March 13, 2006 – U.S. payroll employment (released Friday) rose by a strong 243K in February following a revised 170K January gain (originally +193K). Payroll growth averaged 186K per month for the three months through February.

Payrolls rose by a solid but unspectacular 1.5% in the 12 months through February (Chart 1). This 12-month trend in payroll growth has been running at about 1.5% since Q4 2004.

Chart 1. Payroll employment. Year-ago percent change. January 1987 through February 2006.

The unemployment rate edged up by 0.1 percentage points to 4.8% in February – essentially unchanged (Chart 2). The unemployment rate has been essentially at or below the Congressional Budget Office’s 5.2% estimate of its full employment level for the last 12 months. Thus, the evidence of the unemployment rate continues to suggest a relatively tight labor market.

Chart 2. The unemployment rate.

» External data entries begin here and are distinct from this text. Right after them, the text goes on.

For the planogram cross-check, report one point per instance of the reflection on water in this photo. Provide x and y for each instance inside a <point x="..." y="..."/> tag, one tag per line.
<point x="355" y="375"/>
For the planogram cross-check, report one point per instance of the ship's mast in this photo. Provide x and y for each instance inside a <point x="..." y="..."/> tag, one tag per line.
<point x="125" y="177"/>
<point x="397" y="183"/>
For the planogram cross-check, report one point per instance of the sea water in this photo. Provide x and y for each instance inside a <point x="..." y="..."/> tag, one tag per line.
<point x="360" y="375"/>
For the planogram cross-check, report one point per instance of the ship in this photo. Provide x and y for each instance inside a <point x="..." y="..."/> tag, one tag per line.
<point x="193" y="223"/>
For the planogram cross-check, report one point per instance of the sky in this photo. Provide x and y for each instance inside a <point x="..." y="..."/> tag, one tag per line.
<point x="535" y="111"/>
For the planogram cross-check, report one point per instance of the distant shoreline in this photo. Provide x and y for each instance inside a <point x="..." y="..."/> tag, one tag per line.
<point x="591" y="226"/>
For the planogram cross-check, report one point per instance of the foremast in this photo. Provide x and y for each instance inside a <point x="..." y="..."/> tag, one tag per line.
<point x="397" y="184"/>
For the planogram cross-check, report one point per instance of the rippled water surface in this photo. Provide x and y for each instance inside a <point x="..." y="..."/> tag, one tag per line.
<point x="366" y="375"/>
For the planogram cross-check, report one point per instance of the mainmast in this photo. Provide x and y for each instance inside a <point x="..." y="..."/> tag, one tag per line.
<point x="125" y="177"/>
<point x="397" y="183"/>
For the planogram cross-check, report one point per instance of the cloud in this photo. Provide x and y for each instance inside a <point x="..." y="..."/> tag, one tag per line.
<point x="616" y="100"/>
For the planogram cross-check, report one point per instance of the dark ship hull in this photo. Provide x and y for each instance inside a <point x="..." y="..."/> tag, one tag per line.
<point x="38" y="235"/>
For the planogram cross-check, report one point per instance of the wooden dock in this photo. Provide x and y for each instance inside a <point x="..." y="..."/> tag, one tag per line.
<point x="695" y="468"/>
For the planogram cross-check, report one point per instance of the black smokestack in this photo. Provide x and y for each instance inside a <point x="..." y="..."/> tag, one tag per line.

January 1987 through February 2006.

At the same time, the lack of a cyclical recovery in the labor force participation rate also continues to suggest that the unemployment rate might be understating the “true” size of the economy’s labor reserves (Chart 3). The labor force participation rate edged up by 0.1 percentage point to 66.1 in February, but remained depressed.

Chart 3. The labor force participation rate. January 1987 through February 2006.

Keeping everything else the same, if February labor force participation had matched its rate in the corresponding month of the last expansion (66.5% in June 1995), the unemployment rate would have been 0.6 percentage points higher at 5.4%.

Average hourly earnings rose by 3.5% in the 12 months through February – accelerating by a full percentage point compared to this time last year (Chart 4).

Chart 4. Average hourly earnings. Year-ago percent change. January 1987 through February 2006.

However, to the extent that this extra earnings growth is being offset by either slower growth in non-wage labor compensation costs or gains in labor productivity, it does not necessarily pose an inflation threat. As of Q4, unit labor costs (total hourly labor compensation costs adjusted for labor productivity growth) were rising by a mere 1.3% compared to their year-ago level, and real unit labor costs fell by 1.7%.